Dermatitis – Causes, Symptoms and Treatment



Dermatitis, also called eczema, is an inflammation of the skin. Dermatitis can occur on any part of the body, but it mostly affects the hands, feet, and groin.

The terms dermatitis and eczema are often used interchangeably. In some cases the term eczematous dermatitis is used. Dermatitis can be acute or chronic or both.

There are different type of dermatitis are found. These ares-

  • cercarial dermatitis
  • dermatitis herpetiformis
  • atopic dermatitis
  • seborrhoeic dermatitis
  • contact dermatitis
  • urushiol-induced contact dermatitis
  • nummular dermatitis
  • dyshidrotic dermatitis


The causes of dermatitis depend on there types. Hand dermatitis can be caused by contact with an irritant, an allergic reaction to a substance, or an inherited condition. Irritant contact dermatitis (ICD) of the hands is most often caused by detergents, certain types of metals, soaps, strong chemicals, and solvents that, either immediately or after repeated exposure, irritate the skin. The cause of perioral dermatitis is unknnown.  But some dermatologists believe it is a form of rosacea or sunlight-worsened seborrheic dermatitis.
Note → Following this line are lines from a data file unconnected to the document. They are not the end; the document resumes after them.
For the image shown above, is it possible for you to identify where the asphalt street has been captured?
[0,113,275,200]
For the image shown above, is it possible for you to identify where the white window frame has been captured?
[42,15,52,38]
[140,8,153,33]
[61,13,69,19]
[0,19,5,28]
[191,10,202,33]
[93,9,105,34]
The dermatitis usually shows redness, swelling and water blisters, from tiny to large. The blisters may break, forming crusts and scales. Untreated, the skin may darken and become leathery and cracked.

The severity of symptoms depends on how large an area of skin is affected, how much you scratch the rash, and whether a secondary infection develops.


Treatment of dermatitis varies, depending on the cause:

  • Contact dermatitis. Creams containing hydrocortisone or wet dressings that provide moisture to your skin may help relieve redness and itching. It can take as long as two to four weeks for this type of dermatitis to clear up.
  • Neurodermatitis. Hydrocortisone lotions and creams may help soothe your skin. You also may find that wet compresses provide relief. Sedatives and tranquilizers also may help you stop scratching.
  • Seborrheic dermatitis. You’ll need to frequently shampoo, then carefully rinse your scalp. Your doctor may recommend a specific shampoo. Commonly used shampoos contain tar, zinc pyrithione, salicylic acid or ketoconazole as the active ingredient. Hydrocortisone creams and lotions may soothe your skin and relieve itching. You also may need treatment for a secondary infection.
  • Stasis dermatitis. Treatment consists of correcting the condition that causes fluid to accumulate in your legs or ankles for extended periods. This may mean wearing elastic support hose or even having varicose vein surgery. You may also use wet dressings to soften the thickened, yet fragile, skin and to control infection.
  • Atopic dermatitis. Treatment typically consists of applying hydrocortisone-containing lotions to ease signs and symptomsA class of medications called immunomodulators, such as tacrolimus (Protopic) and pimecrolimus (Elidel), affects the immune system and may help maintain normal skin texture and reduce flares of atopic dermatitis.
  • Perioral dermatitis. Treatment for this condition is usually with the oral antibiotic tetracycline. You may need to continue this treatment for several months to prevent a recurrence.